Agent route restriction

# Agent cannot hit user-only endpoints
curl -s -X POST https://api.reflectmemory.com/memories \
  -H "Authorization: Bearer YOUR_CHATGPT_AGENT_KEY" \
  -H "Content-Type: application/json" \
  -d '{"title":"x","content":"x","tags":["x"]}' | jq
# → { "error": "Agent keys cannot access this endpoint" } (403)

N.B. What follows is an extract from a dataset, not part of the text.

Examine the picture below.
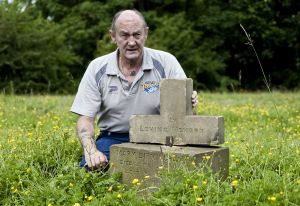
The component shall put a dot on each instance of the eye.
(137, 35)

Persistence (data survives redeploy)

  1. Create a memory, note the ID
  2. Trigger a redeploy in Railway
  3. Read the memory by ID -- should still exist

Architecture

User key  → POST /memories        → Memory Service → SQLite (origin: "user")
          → GET  /memories/:id     → Memory Service → SQLite
          → POST /memories/list    → Memory Service → SQLite
          → PUT  /memories/:id     → Memory Service → SQLite
          → DELETE /memories/:id   → Memory Service → SQLite

Agent key → POST /agent/memories   → Memory Service → SQLite (origin: vendor)
          → POST /query            → Memory Service (vendor-filtered read)
                                   → Context Builder → Model Gateway → QueryReceipt

Both      → GET /health           (no auth)
          → GET /whoami           (returns role + vendor)
          → POST /query           (vendor filter from key, not body)

Hard Invariants

  1. Explicit Intent -- No defaults, no inferred behavior. Every request declares exactly what it wants.
  2. Hard Deletion -- Delete means delete. One row, one table, gone. No soft deletes.
  3. Pure Context Builder -- No I/O. Same inputs, same output. Always.
  4. No AI Write Path -- The model cannot create, modify, or delete memories. One-directional data flow.
  5. Deterministic Visibility -- Every query response includes the full receipt: memories used, prompt sent, model config, vendor filter.

Hard Security Constraints

  1. /agent/memories must never accept origin in the body. If present, hard 400 (enforced by additionalProperties: false in the schema).
  2. Agent keys must never be allowed to call user endpoints. Agents can only hit /agent/*, /query, /whoami, /health. Everything else returns 403.